La multinationale pétrolière conteste la décision d’une cour nigériane et refuse de payer des compensations pour une pollution occasionnée en 1970.

La nappe de pétrole sèche depuis trente ans. Elle couvre toute une zone de mangroves dans la région d’Ogoni, formant une croûte devenue dure comme de l’asphalte. Le 21 juin, un tribunal régional a ordonné à Shell – la multinationale anglo-hollandaise qui exploite les champs pétrolifères de cette partie du Niger avec l’Etat fédéral nigérian – de payer 30 millions de dollars US à une communauté locale en compensation de cette pollution.

Cela pourrait être l’aboutissement d’une très longue lutte judiciaire entre les militants d’Ogoni et l’opérateur pétrolier. Un combat qui, directement ou pas, avait provoqué en 1995 la mort de Ken Saro-Wiwa et de huit de ses amis. Les neuf écologistes avaient été pendus sur l’ordre de la dictature militaire de l’époque.

Shell, qui n’extrait plus de pétrole à Ogoni mais poursuit son exploitation ailleurs dans le delta, n’accepte pas la compensation.

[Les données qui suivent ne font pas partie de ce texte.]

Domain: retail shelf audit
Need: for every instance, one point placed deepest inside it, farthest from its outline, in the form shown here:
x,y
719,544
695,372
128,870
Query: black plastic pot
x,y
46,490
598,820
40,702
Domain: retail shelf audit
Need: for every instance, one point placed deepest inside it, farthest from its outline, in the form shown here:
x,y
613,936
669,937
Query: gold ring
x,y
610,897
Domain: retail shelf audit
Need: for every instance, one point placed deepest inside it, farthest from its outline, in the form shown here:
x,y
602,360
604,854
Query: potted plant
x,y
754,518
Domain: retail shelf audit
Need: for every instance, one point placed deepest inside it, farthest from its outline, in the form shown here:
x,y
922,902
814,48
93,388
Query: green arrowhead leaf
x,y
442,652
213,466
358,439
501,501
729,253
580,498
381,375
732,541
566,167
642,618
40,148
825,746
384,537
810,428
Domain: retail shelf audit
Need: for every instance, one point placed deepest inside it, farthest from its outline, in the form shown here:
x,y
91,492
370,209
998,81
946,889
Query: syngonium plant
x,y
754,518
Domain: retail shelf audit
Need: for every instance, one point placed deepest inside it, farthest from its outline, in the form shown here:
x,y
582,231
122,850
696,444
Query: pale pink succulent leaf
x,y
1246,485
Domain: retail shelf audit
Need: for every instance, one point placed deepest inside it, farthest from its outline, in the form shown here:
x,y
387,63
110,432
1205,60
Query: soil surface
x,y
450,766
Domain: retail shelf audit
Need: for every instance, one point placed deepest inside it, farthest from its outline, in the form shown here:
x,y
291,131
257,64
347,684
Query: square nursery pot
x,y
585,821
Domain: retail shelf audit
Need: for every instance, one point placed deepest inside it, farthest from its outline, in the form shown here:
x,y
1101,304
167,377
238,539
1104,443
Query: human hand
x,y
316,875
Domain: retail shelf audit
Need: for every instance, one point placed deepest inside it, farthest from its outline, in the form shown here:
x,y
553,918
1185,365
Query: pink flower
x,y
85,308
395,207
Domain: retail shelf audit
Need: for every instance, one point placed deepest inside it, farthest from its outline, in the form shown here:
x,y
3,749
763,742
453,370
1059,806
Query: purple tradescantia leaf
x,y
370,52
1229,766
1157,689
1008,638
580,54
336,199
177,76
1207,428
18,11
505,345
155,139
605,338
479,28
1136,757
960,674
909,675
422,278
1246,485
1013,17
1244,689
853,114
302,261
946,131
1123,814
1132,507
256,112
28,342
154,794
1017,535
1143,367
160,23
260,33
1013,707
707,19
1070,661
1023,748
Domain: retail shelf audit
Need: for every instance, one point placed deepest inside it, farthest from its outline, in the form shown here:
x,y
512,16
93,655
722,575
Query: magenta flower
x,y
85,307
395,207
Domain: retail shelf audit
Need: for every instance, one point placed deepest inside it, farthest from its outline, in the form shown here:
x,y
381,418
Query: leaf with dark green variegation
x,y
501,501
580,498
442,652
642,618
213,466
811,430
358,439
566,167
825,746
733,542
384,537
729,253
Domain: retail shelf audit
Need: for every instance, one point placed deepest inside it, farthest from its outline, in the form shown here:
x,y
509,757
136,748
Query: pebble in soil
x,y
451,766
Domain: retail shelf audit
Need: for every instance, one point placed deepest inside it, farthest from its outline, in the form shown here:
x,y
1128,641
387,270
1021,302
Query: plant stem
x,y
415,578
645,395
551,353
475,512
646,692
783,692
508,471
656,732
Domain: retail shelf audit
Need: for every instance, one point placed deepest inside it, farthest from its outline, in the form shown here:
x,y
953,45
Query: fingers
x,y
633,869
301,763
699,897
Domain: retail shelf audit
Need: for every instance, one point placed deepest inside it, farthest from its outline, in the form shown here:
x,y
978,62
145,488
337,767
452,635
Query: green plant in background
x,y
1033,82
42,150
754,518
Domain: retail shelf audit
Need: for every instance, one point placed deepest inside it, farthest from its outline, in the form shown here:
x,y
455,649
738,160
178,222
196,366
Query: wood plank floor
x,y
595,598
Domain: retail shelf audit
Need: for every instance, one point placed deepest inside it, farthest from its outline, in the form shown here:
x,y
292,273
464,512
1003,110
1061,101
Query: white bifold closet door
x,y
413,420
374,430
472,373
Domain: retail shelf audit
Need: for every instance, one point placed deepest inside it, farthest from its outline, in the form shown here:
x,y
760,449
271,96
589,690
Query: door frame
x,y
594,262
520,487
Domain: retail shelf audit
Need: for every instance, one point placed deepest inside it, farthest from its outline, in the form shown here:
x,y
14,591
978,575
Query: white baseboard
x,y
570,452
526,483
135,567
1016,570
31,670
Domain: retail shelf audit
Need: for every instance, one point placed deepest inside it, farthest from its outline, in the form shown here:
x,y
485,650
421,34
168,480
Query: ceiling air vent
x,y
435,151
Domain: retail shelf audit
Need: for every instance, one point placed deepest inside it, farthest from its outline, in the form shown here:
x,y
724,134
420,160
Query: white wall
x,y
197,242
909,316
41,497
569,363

Au siège londonien, on parle d’une  » amende «  injuste. Cerris Tavinor, porte-parole de la compagnie, déclare que  » Shell était absent de la zone en 1970, pour cause de guerre civile « . Elle émet l’hypothèse que la pollution ait résulté d’un  » fait de guerre « .

Sabotages

Pourquoi, alors, la multinationale a-t-elle offert une compensation  » d’un montant raisonnable «  et proposé de nettoyer la zone ? Selon Mme Tavinor, il s’agit d’un  » geste de bonne volonté et d’amitié (…). Cela n’a rien à voir avec notre présence actuelle au Nigeria. « 

C’est à cause de l’hostilité des habitants que Shell avait dû quitter Ogoni en 1993. A la fin avril 2000, les leaders politiques de la région du delta ont annoncé que faute d’être mieux considérés à l’avenir par les compagnies pétrolières, ils envisageaient des actes de sabotage sur leurs installations.